Alimentation : impact des aliments sur la santé
L’alimentation est souvent associée aux régimes. Mais, savez-vous que l’alimentation permet d’éviter certaines pathologies ? Solène Populus, diététicienne, vous explique l’impact d’une bonne alimentation. L’objectif : retrouver une santé de fer !
Diététicienne et nutritionniste, Solène Populus exerce en libéral à Montfavet, Cavaillon et à distance depuis plus de quatre ans.
Elle enseigne également en diététique thérapeutique pour les BTS diététiques. Des mutuelles et entreprises font appel à ses services pour des ateliers d’éducation nutritionnelle et de prévention.
Ses patients sont accompagnés pour des pathologies liées au poids, à l’alimentation (diabète, hypertensions…) mais aussi pour du suivi spécifique (femme enceinte, sportif, enfant …). Les raisons d’une consultation avec une diététicienne sont nombreuses et diverses.

Quels sont les impacts de l’alimentation sur notre santé ?
Notre santé générale
L’alimentation a un impact sur notre santé. En effet, une bonne hygiène de vie accompagnée d’une alimentation équilibrée vous permettra d’éviter l’apparition de certaines pathologies.
Saviez-vous que l’alimentation est impliquée dans l’apparition de la plupart des maladies chroniques ?
En réalité, certains aliments, nutriments et comportements alimentaires augmentent le risque de développer certaines pathologies.

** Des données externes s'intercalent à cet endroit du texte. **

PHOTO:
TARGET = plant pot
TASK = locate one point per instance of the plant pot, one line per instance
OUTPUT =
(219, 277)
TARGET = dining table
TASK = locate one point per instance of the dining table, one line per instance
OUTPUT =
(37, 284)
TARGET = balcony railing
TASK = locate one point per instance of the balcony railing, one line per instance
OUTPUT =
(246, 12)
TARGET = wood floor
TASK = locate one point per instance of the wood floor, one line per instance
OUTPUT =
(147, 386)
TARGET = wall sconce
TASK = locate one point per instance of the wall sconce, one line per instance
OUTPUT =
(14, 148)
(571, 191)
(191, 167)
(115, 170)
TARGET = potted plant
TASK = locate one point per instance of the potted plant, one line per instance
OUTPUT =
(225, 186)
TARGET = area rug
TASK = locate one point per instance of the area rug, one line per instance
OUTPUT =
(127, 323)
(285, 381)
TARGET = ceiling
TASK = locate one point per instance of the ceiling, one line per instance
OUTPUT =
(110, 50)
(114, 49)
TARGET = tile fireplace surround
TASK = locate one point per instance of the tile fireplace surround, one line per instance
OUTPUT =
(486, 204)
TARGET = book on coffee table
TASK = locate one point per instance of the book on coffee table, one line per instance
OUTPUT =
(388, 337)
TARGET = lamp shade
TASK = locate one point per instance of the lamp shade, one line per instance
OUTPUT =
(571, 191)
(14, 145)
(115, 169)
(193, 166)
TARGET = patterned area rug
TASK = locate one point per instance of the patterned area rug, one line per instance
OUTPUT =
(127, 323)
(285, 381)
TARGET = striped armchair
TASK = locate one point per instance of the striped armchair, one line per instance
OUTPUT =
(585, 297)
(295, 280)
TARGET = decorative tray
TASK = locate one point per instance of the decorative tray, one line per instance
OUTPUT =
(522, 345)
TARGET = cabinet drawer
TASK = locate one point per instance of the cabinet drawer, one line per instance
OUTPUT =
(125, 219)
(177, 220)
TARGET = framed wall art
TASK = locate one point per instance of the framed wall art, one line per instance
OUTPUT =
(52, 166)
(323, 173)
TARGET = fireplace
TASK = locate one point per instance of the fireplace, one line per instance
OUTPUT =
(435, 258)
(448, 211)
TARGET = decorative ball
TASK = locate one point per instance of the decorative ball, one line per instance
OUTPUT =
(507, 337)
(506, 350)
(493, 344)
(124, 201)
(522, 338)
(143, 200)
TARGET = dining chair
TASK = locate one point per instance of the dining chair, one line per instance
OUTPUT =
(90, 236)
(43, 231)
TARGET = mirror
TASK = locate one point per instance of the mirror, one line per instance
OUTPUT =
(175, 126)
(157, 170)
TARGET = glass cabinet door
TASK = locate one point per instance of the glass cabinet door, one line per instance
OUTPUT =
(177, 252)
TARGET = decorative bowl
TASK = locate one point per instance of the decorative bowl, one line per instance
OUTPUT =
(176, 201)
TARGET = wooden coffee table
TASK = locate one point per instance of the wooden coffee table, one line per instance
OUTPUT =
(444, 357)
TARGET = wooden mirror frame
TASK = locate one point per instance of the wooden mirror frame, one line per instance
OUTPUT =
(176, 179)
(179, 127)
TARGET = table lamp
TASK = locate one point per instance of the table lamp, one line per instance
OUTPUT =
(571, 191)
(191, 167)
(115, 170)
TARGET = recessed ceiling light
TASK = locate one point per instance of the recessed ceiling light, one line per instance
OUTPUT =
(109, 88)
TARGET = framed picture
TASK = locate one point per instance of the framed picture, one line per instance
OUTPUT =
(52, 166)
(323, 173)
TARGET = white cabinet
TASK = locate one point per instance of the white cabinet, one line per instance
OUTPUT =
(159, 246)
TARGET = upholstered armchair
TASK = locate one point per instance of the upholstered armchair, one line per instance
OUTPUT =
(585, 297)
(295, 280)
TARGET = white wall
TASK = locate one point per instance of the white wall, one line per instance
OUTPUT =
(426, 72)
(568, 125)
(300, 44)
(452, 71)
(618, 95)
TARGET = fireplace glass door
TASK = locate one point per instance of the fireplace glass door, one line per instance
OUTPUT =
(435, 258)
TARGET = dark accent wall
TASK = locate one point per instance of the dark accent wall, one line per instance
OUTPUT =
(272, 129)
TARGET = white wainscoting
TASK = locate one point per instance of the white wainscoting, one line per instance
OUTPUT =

D’autres, au contraire, ont une action préventive !
À savoir aussi que notre mode de consommation actuel, avec le développement des produits “ultras” transformés, n’a pas arrangé les choses (richesse en sucre, sel, additifs…).

Influence sur notre santé mentale
Les scientifiques s’interrogent beaucoup sur l’impact de l’alimentation sur notre santé mentale. Par conséquent, plusieurs points ont été mis en avant.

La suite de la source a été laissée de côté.